Washington, August 28 : Brain researchers at The University of Texas Southwestern Medical Center have gained fresh insights into cocaine addiction, which may pave the way for more effective treatments for this problem.
Reporting their findings in the journal Neuron, the researchers said that they had identified specific brain mechanisms that underlie addiction-related structural changes in the brain.
The new findings attain significance as they provide surprising insight into how such changes may actually defend the brain during excessive drug use.
It has been hypothesized that long-term physical changes in the brain might underlie enduring behaviours associated with drug abuse. One long-lasting structural correlate that has been observed across many models of addiction is an increase in the density of dendritic spines on medium-sized spiny neurons (MSNs) in the nucleus accumbens (NAc).
The spines represent critical points of communication, called excitatory synapses, between brain cells.
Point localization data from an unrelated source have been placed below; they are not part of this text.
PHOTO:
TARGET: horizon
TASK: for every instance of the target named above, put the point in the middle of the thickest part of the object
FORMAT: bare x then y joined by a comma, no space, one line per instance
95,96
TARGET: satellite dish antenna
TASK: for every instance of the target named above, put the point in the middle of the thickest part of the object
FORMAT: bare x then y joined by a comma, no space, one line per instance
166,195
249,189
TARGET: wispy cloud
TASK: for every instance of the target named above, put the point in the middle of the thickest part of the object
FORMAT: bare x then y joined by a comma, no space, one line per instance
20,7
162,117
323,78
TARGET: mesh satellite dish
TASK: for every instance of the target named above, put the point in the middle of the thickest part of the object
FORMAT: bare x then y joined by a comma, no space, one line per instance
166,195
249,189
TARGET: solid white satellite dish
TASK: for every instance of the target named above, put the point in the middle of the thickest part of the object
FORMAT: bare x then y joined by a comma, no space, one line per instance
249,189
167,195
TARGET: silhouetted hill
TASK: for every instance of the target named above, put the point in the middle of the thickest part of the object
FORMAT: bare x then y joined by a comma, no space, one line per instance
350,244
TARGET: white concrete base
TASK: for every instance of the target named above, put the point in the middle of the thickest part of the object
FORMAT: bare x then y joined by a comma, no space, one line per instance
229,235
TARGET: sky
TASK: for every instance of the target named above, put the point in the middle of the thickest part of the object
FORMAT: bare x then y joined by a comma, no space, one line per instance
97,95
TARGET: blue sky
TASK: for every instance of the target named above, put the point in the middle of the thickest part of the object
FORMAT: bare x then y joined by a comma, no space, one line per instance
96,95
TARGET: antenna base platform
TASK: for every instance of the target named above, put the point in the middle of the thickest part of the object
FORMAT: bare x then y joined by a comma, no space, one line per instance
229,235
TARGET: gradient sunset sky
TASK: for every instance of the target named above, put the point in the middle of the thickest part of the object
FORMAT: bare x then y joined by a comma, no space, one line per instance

The density of these inputs could have a major impact on the way information is processed in the brain and may regulate addiction-related behaviors.
"Although several groups have documented that repeated cocaine exposure increases NAc spine density, the precise molecular mechanisms that control this process have remained elusive," says senior study author Dr. Christopher W. Cowan from the Department of Psychiatry at The University of Texas Southwestern Medical Center.
"Moreover, the cocaine-induced increase in NAc spine density has been hypothesized to contribute to the long-lasting behavioral sensitization that occurs after repeated cocaine exposure, but direct evidence concerning the functional relationship between these two processes is lacking," he adds.
In a previous study, it had been observed that chronic cocaine exposure increased levels of cyclin-dependent kinase 5 (Cdk5) in the Nac, and that inhibition of Cdk5 blocked the cocaine-induced increase in spine density.
The myocyte enhancer factor 2 (MEF2) family of transcription factors are Cdk5 targets that are expressed throughout the developing and adult brain and have been implicated in the regulation of excitatory synapses.
Dr. Cowan says that chronic cocaine exposure reduces MEF2-dependent transcription, and promotes increased MSN dendritic spine density in the NAc.
The expression of an overactive form of MEF2 in the NAc that blocked cocaine-induced spine density was associated with an enhanced behavioural sensitivity to cocaine whereas reduction of endogenous MEF2 proteins reduced these behaviours.
Based on the study's results, the researchers came to the conclusion that the cocaine-induced increases in dendritic spine density might actually limit behavioural changes associated with drug addiction rather than support them.
"Taken together, our findings implicate MEF2 as a key regulator of structural synapse plasticity and sensitized responses to cocaine and suggest that reducing MEF2 activity, and thereby increasing spine density, in the NAc may be a compensatory mechanism to limit long-lasting maladaptive behavioral responses to cocaine," says Dr. Cowan.
"A better understanding of the MEF2-associated molecular mechanisms that regulate cocaine-induced structural and behavioral plasticity could ultimately lead to the development of improved treatments for drug addiction," he adds.